🤖 AI Summary
Distributed heterogeneous modular space robotic systems face significant challenges in architectural design and dynamic deployment across diverse computing platforms, network conditions, and planetary environments. Method: This paper proposes a distributed heterogeneous modular design paradigm integrating software components, communication infrastructure, and orchestration layers. Leveraging component-based principles, it establishes a reusable architecture supporting dynamic reconfiguration, decentralized control, and multi-module coordination. The approach integrates ROS 2 with the Zenoh data-centric middleware for low-latency, high-reliability communication, incorporates an open-source motion stack, and introduces a lightweight deployment orchestrator. Contribution/Results: Extensive field validation demonstrates robust support for self-assembling robots, multi-robot collaboration, and teleoperation. The system substantially reduces integration and maintenance overhead while enabling universal deployment across heterogeneous hardware platforms, development teams, and mission-specific operational environments.
📝 Abstract
This paper presents the software architecture and deployment strategy behind the MoonBot platform: a modular space robotic system composed of heterogeneous components distributed across multiple computers, networks and ultimately celestial bodies. We introduce a principled approach to distributed, heterogeneous modularity, extending modular robotics beyond physical reconfiguration to software, communication and orchestration. We detail the architecture of our system that integrates component-based design, a data-oriented communication model using ROS2 and Zenoh, and a deployment orchestrator capable of managing complex multi-module assemblies. These abstractions enable dynamic reconfiguration, decentralized control, and seamless collaboration between numerous operators and modules.
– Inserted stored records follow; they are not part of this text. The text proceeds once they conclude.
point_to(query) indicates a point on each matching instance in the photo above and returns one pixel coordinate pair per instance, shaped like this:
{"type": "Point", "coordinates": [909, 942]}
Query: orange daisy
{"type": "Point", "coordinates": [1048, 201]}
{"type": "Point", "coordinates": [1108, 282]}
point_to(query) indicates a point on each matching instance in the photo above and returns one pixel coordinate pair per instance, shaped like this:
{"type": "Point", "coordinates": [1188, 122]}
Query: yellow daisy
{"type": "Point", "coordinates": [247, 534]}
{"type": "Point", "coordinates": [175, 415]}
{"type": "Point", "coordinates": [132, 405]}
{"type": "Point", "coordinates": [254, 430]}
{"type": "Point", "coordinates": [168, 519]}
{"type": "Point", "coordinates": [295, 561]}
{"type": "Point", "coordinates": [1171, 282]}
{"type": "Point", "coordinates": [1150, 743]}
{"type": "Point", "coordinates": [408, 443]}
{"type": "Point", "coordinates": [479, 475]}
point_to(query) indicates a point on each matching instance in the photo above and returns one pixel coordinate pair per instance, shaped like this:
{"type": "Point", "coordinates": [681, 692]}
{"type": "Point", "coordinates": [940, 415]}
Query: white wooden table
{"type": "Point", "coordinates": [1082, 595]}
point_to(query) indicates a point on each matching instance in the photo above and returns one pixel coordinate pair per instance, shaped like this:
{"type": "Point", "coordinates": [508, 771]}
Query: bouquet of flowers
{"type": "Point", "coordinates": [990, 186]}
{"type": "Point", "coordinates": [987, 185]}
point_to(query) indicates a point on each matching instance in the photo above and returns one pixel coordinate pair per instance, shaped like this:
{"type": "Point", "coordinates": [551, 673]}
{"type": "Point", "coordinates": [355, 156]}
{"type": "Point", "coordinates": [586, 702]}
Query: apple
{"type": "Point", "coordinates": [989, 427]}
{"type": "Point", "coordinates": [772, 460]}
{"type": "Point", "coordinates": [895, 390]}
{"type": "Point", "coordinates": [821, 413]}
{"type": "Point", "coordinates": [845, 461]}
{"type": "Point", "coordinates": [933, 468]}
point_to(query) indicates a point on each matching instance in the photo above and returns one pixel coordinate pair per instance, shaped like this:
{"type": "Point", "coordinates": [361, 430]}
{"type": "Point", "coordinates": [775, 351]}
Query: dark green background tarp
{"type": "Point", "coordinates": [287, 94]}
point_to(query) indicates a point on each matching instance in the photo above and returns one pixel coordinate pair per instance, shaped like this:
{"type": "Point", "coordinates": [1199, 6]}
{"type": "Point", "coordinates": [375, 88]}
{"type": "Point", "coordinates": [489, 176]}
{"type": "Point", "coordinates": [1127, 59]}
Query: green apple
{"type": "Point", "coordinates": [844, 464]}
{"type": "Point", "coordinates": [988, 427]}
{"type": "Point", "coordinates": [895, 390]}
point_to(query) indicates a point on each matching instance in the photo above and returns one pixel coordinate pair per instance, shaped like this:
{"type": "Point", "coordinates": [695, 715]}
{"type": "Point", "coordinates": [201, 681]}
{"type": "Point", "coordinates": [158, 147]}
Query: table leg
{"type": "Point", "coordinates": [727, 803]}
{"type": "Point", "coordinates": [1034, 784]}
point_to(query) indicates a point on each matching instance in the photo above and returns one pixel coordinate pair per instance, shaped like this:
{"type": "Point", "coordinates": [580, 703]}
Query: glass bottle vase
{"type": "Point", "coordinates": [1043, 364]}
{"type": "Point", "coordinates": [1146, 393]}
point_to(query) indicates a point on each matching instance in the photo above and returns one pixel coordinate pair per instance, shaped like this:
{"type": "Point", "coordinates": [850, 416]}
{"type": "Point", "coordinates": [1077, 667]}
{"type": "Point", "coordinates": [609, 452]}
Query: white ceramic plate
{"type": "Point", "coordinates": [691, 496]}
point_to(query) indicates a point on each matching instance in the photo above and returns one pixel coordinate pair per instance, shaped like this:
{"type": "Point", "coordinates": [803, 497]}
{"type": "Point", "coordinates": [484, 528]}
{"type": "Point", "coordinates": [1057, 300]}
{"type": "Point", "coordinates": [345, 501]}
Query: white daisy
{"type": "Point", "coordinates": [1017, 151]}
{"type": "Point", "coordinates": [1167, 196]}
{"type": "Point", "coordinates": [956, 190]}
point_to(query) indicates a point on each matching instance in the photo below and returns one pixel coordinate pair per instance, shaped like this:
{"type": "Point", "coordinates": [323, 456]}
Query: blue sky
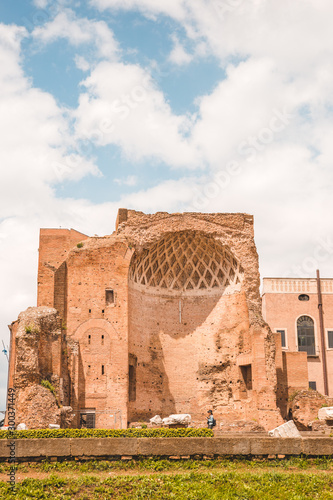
{"type": "Point", "coordinates": [175, 105]}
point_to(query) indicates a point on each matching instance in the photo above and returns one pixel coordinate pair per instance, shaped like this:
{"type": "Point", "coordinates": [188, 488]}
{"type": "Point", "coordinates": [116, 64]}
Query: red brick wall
{"type": "Point", "coordinates": [54, 246]}
{"type": "Point", "coordinates": [281, 311]}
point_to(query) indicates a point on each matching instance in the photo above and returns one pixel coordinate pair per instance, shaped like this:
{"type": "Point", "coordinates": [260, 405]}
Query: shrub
{"type": "Point", "coordinates": [105, 433]}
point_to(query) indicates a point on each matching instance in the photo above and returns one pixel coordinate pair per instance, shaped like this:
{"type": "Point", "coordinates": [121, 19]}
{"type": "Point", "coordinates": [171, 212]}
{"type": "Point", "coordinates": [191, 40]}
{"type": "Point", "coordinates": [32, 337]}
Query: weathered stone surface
{"type": "Point", "coordinates": [325, 413]}
{"type": "Point", "coordinates": [42, 448]}
{"type": "Point", "coordinates": [38, 344]}
{"type": "Point", "coordinates": [104, 447]}
{"type": "Point", "coordinates": [184, 419]}
{"type": "Point", "coordinates": [276, 446]}
{"type": "Point", "coordinates": [240, 426]}
{"type": "Point", "coordinates": [21, 427]}
{"type": "Point", "coordinates": [163, 316]}
{"type": "Point", "coordinates": [305, 407]}
{"type": "Point", "coordinates": [287, 429]}
{"type": "Point", "coordinates": [156, 420]}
At the heart of this system lies our open-source Motion Stack software, validated by months of field deployment with self-assembling robots, inter-robot cooperation, and remote operation. Our architecture tackles the significant hurdles of modular robotics by significantly reducing integration and maintenance overhead, while remaining scalable and robust. Although tested with space in mind, we propose generalizable patterns for designing robotic systems that must scale across time, hardware, teams and operational environments.